Constitutional scholar Jonathan Turley explained Monday that the Biden administration may have committed unconstitutional acts by encouraging social media censorship of narratives officials don’t like.
What is the background?
Last week, a federal judge granted a request to depose top Biden administration officials over allegations they “colluded” or “coerced” social media companies to censor stories related to Hunter Biden, COVID-19, and election integrity.
Federal District Judge Terry Doughty ordered the deposition of 10 officials, including Dr. Anthony Fauci, former White House press secretary Jen Psaki, Surgeon General Vivek Murthy, and FBI supervisory special agent Elvis Chan, among others.
The order comes after Missouri Attorney General Eric Schmitt and Louisiana Attorney General Jeff Landry filed a lawsuit in May alleging the Biden administration ran afoul of the First Amendment.
“After finding documentation of a collusive relationship between the Biden Administration and social media companies to censor free speech, we immediately filed a motion to get these officials under oath,” Schmitt said on Friday. “It is high time we shine a light on this censorship enterprise and force these officials to come clean to the American people, and this ruling will allow us to do just that.”
What did Turley say?
Speaking on Fox News, the George Washington University law professor explained the plaintiffs “may indeed have a case.”
“We have had new evidence released that seemed to confirm what many of us have been writing about for years,” Turley said.
“The concern for free speech advocates is that there is a type of censorship by surrogate, that Democratic leaders and other groups have used social media to silence opposing voices, and you’ve had a number of people who’ve been banned on social media or had tweets taken down that have been proven correct,” he explained.
“Now, what we’ve learned is there was a back channel to companies like Facebook and Twitter coming from agencies and they were sort of dropping the dime on people that they wanted to silence,” Turley went on to say.

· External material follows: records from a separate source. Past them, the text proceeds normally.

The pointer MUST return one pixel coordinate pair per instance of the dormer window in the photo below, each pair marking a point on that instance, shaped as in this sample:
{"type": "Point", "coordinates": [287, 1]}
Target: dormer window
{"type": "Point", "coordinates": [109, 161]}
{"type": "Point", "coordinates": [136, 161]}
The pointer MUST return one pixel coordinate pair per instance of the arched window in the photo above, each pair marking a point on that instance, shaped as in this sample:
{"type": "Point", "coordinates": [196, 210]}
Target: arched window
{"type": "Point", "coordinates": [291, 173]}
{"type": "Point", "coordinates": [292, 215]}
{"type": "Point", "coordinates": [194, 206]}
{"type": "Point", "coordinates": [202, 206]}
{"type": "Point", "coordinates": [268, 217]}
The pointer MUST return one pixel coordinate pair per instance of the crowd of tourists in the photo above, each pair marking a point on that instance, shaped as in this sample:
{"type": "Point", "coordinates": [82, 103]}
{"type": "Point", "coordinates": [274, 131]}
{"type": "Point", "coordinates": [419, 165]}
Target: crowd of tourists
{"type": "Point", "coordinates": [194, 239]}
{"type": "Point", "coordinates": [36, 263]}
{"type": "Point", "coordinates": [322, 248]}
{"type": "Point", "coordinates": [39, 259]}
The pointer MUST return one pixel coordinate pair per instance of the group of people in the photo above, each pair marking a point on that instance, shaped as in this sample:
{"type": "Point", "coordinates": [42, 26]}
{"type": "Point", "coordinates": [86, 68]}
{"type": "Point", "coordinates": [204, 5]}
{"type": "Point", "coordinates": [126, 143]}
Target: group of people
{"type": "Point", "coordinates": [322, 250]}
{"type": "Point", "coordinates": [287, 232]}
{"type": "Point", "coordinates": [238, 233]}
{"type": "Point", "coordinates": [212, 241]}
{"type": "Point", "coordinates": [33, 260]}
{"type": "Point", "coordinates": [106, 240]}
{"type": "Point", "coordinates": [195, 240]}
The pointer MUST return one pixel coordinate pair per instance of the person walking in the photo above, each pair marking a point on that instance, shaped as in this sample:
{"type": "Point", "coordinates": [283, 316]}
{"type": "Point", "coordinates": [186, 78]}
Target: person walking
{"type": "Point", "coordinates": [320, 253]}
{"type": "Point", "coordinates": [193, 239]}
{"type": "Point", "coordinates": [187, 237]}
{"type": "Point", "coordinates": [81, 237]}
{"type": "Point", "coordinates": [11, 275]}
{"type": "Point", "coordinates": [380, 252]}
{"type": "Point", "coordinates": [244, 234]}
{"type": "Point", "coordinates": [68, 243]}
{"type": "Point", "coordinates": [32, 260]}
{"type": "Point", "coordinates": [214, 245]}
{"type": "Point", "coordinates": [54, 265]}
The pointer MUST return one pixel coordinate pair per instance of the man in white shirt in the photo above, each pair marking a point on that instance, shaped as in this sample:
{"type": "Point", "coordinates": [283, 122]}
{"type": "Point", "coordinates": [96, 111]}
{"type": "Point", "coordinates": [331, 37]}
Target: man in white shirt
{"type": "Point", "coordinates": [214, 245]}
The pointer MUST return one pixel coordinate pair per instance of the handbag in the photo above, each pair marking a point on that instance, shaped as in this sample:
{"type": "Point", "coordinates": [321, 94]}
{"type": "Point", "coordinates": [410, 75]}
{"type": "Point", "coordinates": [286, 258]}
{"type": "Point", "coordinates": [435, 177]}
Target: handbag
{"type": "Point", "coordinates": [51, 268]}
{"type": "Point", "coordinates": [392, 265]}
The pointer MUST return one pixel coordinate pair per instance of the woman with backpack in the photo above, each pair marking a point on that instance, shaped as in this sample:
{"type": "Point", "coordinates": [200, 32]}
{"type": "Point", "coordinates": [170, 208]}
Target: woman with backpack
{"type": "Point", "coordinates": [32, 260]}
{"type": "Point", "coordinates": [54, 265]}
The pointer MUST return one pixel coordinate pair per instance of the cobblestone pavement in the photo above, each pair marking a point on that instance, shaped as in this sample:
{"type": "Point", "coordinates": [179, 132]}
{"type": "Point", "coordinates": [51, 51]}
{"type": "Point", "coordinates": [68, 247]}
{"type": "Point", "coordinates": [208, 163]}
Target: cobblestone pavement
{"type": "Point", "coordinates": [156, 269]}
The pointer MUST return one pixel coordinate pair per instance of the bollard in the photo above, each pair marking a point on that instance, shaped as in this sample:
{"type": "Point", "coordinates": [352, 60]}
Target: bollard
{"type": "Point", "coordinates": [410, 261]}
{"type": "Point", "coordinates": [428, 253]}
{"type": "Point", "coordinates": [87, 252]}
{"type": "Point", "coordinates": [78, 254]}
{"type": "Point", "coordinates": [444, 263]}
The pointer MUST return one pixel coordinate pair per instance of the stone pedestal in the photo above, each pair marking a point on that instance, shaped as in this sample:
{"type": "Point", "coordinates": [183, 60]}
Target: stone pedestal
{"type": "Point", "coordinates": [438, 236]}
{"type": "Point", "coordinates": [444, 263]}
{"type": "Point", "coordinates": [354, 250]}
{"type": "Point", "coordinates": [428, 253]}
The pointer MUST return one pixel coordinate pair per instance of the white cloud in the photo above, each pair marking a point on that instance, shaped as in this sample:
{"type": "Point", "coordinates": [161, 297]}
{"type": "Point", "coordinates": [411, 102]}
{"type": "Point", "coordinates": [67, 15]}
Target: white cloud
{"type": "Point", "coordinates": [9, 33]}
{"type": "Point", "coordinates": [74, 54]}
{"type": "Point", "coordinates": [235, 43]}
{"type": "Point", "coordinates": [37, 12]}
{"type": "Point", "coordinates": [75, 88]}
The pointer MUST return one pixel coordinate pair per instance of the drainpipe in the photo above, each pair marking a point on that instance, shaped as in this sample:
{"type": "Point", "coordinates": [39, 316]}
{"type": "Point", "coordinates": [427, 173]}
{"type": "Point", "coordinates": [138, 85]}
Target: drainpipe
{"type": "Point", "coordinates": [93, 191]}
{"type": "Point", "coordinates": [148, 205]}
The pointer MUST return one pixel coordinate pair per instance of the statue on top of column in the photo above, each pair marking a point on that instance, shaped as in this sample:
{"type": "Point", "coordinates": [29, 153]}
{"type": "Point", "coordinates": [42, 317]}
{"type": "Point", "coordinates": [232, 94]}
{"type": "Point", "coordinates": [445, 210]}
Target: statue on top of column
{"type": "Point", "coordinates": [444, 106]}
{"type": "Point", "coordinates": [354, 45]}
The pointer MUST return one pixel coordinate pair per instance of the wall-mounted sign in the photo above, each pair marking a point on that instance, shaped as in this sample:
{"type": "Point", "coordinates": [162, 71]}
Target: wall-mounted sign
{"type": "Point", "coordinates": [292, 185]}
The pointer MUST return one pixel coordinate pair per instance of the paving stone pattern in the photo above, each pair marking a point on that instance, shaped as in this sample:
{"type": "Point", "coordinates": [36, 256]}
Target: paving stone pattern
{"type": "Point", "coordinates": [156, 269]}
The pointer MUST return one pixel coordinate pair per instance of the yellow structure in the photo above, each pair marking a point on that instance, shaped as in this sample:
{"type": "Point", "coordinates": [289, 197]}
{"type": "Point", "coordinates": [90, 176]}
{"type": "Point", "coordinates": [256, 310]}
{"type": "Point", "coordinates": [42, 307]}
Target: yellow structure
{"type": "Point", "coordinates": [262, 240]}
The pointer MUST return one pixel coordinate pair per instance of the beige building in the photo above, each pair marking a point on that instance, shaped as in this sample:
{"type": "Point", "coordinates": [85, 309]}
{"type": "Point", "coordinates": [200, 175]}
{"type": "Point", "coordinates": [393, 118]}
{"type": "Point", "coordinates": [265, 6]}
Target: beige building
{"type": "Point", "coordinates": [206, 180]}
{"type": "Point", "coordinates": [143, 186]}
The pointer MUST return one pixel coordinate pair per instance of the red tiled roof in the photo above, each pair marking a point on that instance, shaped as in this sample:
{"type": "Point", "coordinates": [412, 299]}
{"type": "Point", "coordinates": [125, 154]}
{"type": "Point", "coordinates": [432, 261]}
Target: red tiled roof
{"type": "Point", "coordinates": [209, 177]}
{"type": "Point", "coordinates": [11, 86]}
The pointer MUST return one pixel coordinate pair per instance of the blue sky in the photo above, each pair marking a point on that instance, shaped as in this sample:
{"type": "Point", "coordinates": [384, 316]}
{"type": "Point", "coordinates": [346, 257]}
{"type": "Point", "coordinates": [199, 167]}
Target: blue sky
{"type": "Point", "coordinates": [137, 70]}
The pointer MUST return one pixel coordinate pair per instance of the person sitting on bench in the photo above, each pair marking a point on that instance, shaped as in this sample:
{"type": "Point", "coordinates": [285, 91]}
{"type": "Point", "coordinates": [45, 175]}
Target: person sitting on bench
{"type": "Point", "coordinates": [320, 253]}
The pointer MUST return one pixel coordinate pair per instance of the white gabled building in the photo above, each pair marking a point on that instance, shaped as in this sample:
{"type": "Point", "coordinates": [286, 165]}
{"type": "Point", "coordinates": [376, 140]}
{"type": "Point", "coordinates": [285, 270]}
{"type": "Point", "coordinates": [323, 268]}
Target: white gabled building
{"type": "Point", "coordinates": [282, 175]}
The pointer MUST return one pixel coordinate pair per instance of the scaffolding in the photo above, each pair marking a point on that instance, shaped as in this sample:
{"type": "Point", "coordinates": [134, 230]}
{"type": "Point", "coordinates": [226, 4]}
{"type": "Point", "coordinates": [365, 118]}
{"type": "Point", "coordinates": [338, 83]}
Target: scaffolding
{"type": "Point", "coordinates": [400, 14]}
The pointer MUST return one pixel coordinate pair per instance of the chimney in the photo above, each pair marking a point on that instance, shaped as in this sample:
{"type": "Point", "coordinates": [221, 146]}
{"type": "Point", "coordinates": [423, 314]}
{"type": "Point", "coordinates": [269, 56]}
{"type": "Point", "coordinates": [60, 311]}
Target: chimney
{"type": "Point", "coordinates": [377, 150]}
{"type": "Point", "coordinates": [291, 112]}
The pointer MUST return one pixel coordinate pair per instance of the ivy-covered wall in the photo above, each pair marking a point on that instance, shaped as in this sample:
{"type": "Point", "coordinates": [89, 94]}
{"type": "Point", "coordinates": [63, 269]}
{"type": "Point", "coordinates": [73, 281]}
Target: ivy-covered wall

If the government coordinated censorship through back channels in concert with Big Tech companies, such action “could run afoul of the Constitution,” Turley said.
“The government is not allowed to do indirectly what it is prohibited from doing directly,” the legal scholar explained.
The Biden administration contend they are not guilty of wrongdoing. But if that is true, then Turley suggested officials should “stop fighting transparency.”
“So far, it looks like there is a great deal to see here,” he said. “What we’re seeing now is more and more evidence that there was censorship by surrogate and that some high-ranking government officials were part of that effort.”